La escena da algo de miedo. Para Iglesias, Montero, Echenique o Errejón, sin embargo, aquellos acorralamientos fueron buena cosa: “jarabe democrático”, “libertad de expresión”,
dignos de aplauso. Ahora, lo que el Vicepresidente y la Ministra sufren es intolerable,es distinto,es “por motivos ideológicos” —¿no lo eran en los mencionados casos?—, un “calvario”
según expresión de periodistas de EL PAÍS. Todo el mundo, creo yo, habría dado la razón a Montero e Iglesias si hubieran declarado algo como esto: “En su día nos equivocamos.
A nadie debe perseguirlo una muchedumbre agresiva por la calle ni en su casa, ni a nosotros ni a los que en su momento lo fueron por Podemos o por la PAH”. Pero no ha sido así.
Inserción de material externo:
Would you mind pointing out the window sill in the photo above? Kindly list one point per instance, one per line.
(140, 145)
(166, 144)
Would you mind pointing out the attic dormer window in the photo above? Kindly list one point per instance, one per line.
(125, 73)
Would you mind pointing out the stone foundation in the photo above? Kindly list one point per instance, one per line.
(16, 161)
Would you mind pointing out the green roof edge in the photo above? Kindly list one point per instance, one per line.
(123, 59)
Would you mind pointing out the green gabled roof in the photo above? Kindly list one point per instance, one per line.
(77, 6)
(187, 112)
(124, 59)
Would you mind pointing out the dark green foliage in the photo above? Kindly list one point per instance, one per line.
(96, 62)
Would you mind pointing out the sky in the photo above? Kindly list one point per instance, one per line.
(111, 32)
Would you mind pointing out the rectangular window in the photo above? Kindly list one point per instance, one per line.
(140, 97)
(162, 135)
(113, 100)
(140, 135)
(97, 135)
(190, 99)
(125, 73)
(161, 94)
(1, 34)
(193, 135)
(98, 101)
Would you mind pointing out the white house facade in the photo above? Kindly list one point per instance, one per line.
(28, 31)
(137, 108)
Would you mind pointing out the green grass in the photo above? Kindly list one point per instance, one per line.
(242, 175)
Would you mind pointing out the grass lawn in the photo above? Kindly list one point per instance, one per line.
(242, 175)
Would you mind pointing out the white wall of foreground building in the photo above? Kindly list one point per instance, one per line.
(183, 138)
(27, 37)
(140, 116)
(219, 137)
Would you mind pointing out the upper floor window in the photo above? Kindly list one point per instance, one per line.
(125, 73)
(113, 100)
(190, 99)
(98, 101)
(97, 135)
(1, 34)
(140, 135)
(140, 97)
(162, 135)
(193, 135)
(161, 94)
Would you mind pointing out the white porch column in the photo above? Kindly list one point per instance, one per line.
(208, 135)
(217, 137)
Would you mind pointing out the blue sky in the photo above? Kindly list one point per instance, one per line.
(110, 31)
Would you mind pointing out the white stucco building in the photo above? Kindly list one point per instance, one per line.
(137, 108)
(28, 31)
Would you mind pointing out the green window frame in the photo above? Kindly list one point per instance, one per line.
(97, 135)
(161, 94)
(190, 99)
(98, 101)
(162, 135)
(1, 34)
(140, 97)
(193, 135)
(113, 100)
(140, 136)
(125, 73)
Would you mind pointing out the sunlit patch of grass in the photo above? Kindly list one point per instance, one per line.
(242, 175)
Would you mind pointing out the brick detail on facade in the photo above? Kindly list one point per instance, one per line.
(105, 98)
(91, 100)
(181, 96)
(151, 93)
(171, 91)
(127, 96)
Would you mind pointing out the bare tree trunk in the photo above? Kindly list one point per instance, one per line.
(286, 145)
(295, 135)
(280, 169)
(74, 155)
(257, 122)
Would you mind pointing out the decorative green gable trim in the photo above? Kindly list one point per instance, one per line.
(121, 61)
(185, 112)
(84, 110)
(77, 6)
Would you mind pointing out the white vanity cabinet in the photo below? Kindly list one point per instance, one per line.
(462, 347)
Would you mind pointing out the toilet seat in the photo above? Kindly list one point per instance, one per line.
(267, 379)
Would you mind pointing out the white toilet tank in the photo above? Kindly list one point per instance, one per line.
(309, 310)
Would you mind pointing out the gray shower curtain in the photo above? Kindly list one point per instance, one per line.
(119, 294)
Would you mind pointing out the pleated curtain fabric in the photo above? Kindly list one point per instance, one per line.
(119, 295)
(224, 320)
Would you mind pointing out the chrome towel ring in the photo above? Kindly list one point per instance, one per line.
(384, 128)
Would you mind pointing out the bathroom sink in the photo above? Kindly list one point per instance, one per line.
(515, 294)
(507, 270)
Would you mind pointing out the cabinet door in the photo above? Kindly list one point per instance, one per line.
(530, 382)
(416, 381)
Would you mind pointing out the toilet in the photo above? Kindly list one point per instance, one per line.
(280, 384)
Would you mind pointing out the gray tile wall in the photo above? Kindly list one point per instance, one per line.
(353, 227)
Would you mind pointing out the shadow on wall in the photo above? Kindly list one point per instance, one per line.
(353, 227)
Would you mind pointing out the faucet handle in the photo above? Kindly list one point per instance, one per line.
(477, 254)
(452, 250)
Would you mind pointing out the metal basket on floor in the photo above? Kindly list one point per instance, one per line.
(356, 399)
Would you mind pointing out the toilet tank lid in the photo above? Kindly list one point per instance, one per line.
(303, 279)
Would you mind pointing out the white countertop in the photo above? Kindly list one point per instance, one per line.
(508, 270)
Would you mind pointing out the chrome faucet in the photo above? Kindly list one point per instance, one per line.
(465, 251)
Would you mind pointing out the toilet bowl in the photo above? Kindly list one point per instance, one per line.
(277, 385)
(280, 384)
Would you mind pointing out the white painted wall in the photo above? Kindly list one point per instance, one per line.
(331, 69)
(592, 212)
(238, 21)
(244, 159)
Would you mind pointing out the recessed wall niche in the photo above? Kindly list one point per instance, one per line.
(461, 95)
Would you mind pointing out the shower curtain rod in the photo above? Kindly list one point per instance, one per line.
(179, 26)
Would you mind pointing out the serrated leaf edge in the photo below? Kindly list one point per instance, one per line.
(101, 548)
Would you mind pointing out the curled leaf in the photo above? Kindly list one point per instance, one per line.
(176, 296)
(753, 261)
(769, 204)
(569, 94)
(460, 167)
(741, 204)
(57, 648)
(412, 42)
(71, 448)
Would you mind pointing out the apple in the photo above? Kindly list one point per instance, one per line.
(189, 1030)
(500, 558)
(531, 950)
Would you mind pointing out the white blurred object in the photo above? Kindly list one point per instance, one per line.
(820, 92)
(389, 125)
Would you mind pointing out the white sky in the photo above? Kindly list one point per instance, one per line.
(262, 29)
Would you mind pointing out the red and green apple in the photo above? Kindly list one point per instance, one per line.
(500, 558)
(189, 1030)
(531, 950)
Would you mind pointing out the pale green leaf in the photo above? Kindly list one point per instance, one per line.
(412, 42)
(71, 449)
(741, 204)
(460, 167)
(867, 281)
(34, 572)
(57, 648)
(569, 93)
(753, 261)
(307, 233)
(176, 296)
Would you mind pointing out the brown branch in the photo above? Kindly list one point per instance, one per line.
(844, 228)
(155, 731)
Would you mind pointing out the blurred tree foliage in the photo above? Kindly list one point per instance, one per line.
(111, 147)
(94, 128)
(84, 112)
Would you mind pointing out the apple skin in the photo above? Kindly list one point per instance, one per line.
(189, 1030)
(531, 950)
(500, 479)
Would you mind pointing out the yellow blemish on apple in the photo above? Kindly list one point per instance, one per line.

Insisten en la bondad de aquellos
escraches y en la maldad del “acoso” a ellos.
El Rey Juan Carlos está siendo un buen chivo expiatorio. Sin duda las informaciones relativas a sus finanzas pintan feas y muy mal. No seré yo, sin embargo, quien eche
leña a ese fuego, sólo sea porque recuerdo la esperanza que supuso —esperanza cumplida— para este ingrato y desdichado país. Por eso me extraña que otros columnistas mayores que yo se
ceben con su figura al primer indicio. Uno de ellos aventó alegremente lo dicho por la choni centroeuropea que le ha buscado la ruina: a saber, que el Rey emérito tenía una máquina de contar billetes,
algo inverosímil salvo para el Tío Gilito de Disney, y que la tenía en la piscina, según el autor para ver brincar el dinero tomando el sol. Ese columnista es un buen escritor que ha ganado varios
premios (con mérito, seguro) del mismo grupo editorial, de mucho dinero algunos, y con fama de estar pactados, por no decir amañados. A él le parecerá seguramente una nadería y se sentirá
con todo el derecho del mundo a criticar las corrupciones ajenas. Esos premios los han ganado grandes autores que los merecían y excelentes amigos míos, y nunca se me ocurriría reprochárselo, cada
cual tiene sus necesidades y se trataría de algo menor. Pero no creo que ningún ganador de esos premios esté muy autorizado a denunciar prácticas dudosas. Si la fama de esos galardones es cierta
(y quizá por algo renunció a ser jurado en su día el admirable Juan Marsé, que también ganó), esos autores se habrían prestado —sabiéndolo o intuyéndolo—
a una pequeña estafa a los centenares de originales que aspiraron a ellos con ingenuidad, creyendo que tenían oportunidad de alzarse con el triunfo. No sé. En este país acusa alegremente todo dios,
cuando serían pocos los ángeles facultados para señalar con el dedo y levantar la voz.